Mark Cavendish Image copyright PA
Image caption Two boys reportedly came to the aid of Mark Cavendish when the sprinter lost his way in the Dales

With the world's biggest bike race starting in Leeds on 5 July, BBC Yorkshire's Tour de France correspondent Matt Slater rounds up the best of the gossip, opinion and stories, on and off the bike, and also tries to explain some of cycling's unique lingo.


Legacy alert One of the most common questions I get from you, the licence-fee payer, is: "Will the Tour de France be more than just a flash of carbon fibre and wickable fabric for Yorkshire's economy?" I probably get that almost as much as: "Tour de France correspondent? Are you having a laugh?"

My answer to both is "yes", but to the former I add: "Why wait until after the Grand Depart, it's happening now." And to prove that I write to you now from a family break in The Dales: the Tour effect in bed-and-breakfast form. The flipside of that, however, is that this is going to be an abridged diary. Bolton Abbey's welly walk waits for no man.

This weekend's top tale came at Leeds First Direct Arena where 5,000 Tour Makers gathered for a motivational rally, as if one was needed. The Tour Makers are the Olympic-style volunteers who will point riders/spectators/visiting dignitaries in the right direction, answer questions and remain cheerful at all times over the Grand Depart weekend. Leeds boxing star Nicola Adams and Yorkshire cycling great Brian Robinson spoke at the gathering, and Alistair Griffin performed his official Tour anthem, The Road. A good gig that for Alistair - Prince had played on that very same stage the previous evening.

Full story: The Yorkshire Post

Lost in Leyburn If I have heard it once I have heard it a thousand times: Le Tour is going to put Yorkshire's hidden treasures and secret spaces back on the map… and not a moment too soon for the likes of Mark Cavendish, apparently. The Manx Missile was up in The Dales last week checking out the Tour route. But his sat nav went a bit wobbly on the road to Middleham, forcing him to stop at a bus shelter in Leyburn. Thankfully, youngsters in The Dales do not need GPS devices to know where they are going, and two schoolboys soon set the star sprinter on the right path.

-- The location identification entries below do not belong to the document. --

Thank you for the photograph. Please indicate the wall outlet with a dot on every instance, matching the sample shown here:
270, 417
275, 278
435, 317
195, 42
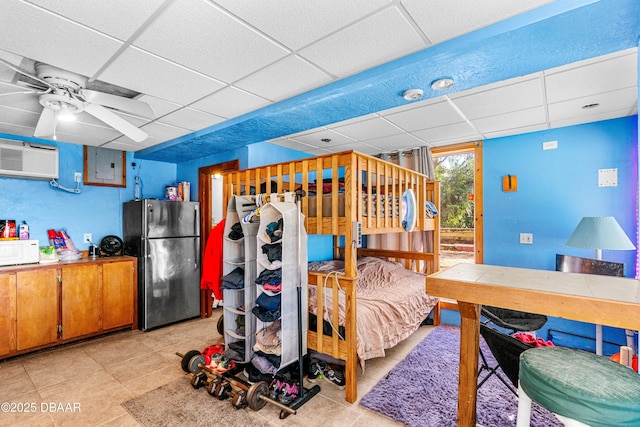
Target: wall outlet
526, 238
608, 177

Full story: The Yorkshire Post

Royal send-off There was an interesting exclusive in The Express over the weekend, as it reminded me of the "operational note" every media outlet had been sent a few days earlier. No matter, the key point is that the Duke and Duchess of Cambridge will be at Harewood House to wave off the 22 teams as they roll past the Queen's cousin's front door. This visit has some particular significance for the royal family, apparently, but it "will be far from most competitors' thoughts as they adjust their cycle clips for the start of the 101st Tour". I think that is a safe prediction.

Full story: The Express

No room at the inn Looking for a hotel room in York for the Grand Depart? Don't bother, they're full.

Full story: The Press


Have you been watching the Giro d'Italia? Oh dear, if not, you have missed some spectacular racing. No time to give you all the details now, suffice it to say that all is still to play for with a week to go. Colombia's Rigoberto Uran still has a pretty healthy lead, but he has lost small chunks of time in recent days to the men most likely to give him the biggest challenge in the coming days, men like compatriot Nairo Quintana and Italian Fabio Aru.

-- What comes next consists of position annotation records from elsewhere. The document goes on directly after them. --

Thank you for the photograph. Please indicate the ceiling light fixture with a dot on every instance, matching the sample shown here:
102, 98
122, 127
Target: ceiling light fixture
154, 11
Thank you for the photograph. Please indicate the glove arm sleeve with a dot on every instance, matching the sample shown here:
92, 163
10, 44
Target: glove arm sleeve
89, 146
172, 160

Elsewhere, it has been a case of new wounds and old ones. American star Taylor Phinney has broken his leg in two places after a bad crash at the US Nationals, while Chris Froome has decided to pick at the scab of his "relationship" with Sir Bradley Wiggins in a newspaper serialisation of his autobiography. With the Tour hurtling towards us, the timing of both of these events is pretty dreadful.

Image copyright Getty Images
Image caption US rider Taylor Phinney broke his leg in a bad crash at the US Nationals


O is for…

Off the back/front - After my struggle to find a good "N", I am still in the mid-alphabet doldrums of cycling's lexicon here. The best I can offer is a couple of staples from commentary. Riders are either "off" the back or front of the pack. Being off the back means you are being left behind. This is bad. Being off the front means you are surging ahead. This could be good because it suggests you are feeling strong and fancy your chances of a breakaway win. Or it is bad because you are bluffing/confused as to how much further there is to go.

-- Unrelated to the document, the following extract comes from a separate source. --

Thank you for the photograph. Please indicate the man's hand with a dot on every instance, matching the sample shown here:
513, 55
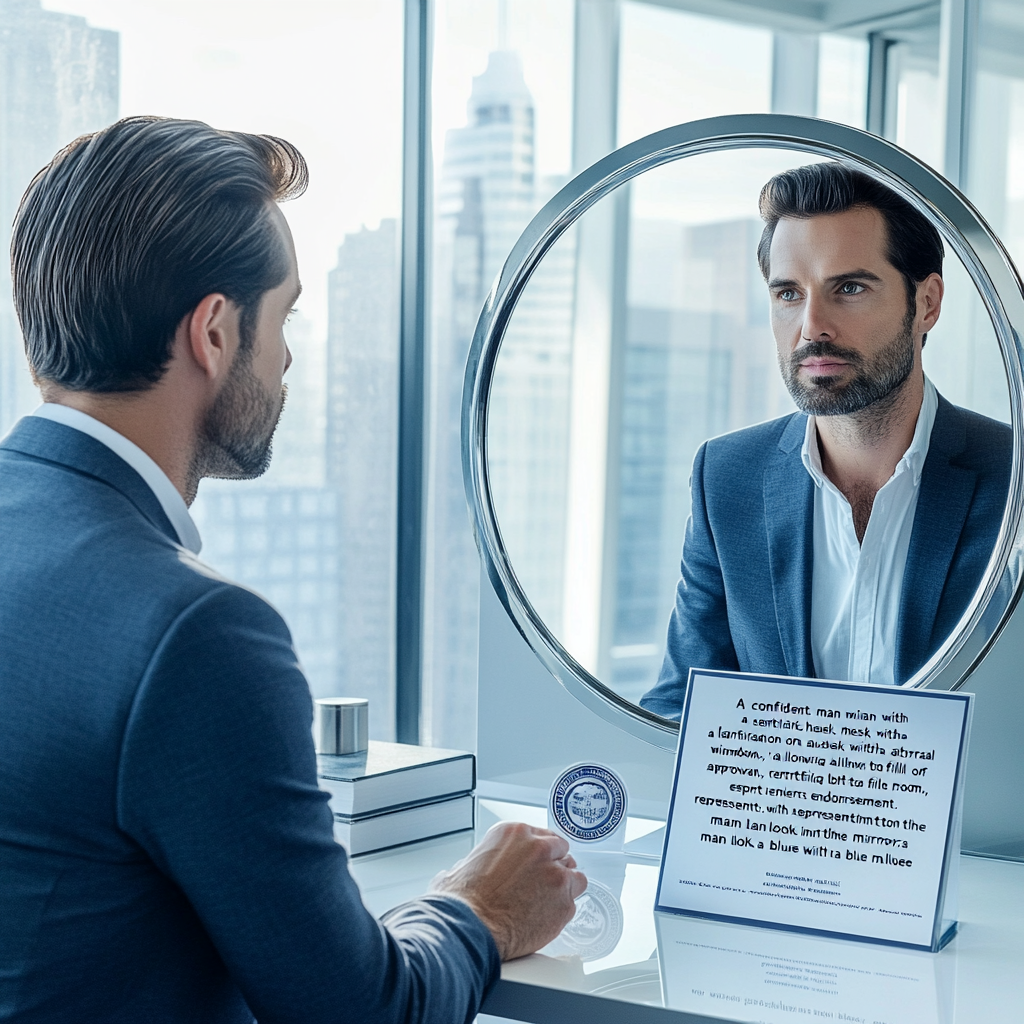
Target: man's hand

With time short and WiFi patchy, I am going to rely on Mark Cavendish's remarkable record to provide a nugget of cycling knowledge. The 2011 Sports Personality of the Year has now won 25 Tour stages during his career, which is good enough for third on the all-time list behind Bernard Hinault's 28 and Eddy Merckx's 34. Cavendish's best year was 2009 when he won six, which he followed with consecutive hauls of five in 2010 and 2011. The last two races have not been quite so productive, though, as he has lacked the full-bore support of his team and faced a lot more competition from others. How he gets on at this year's race will go a long way to answering the question of whether he will overhaul Merckx's total.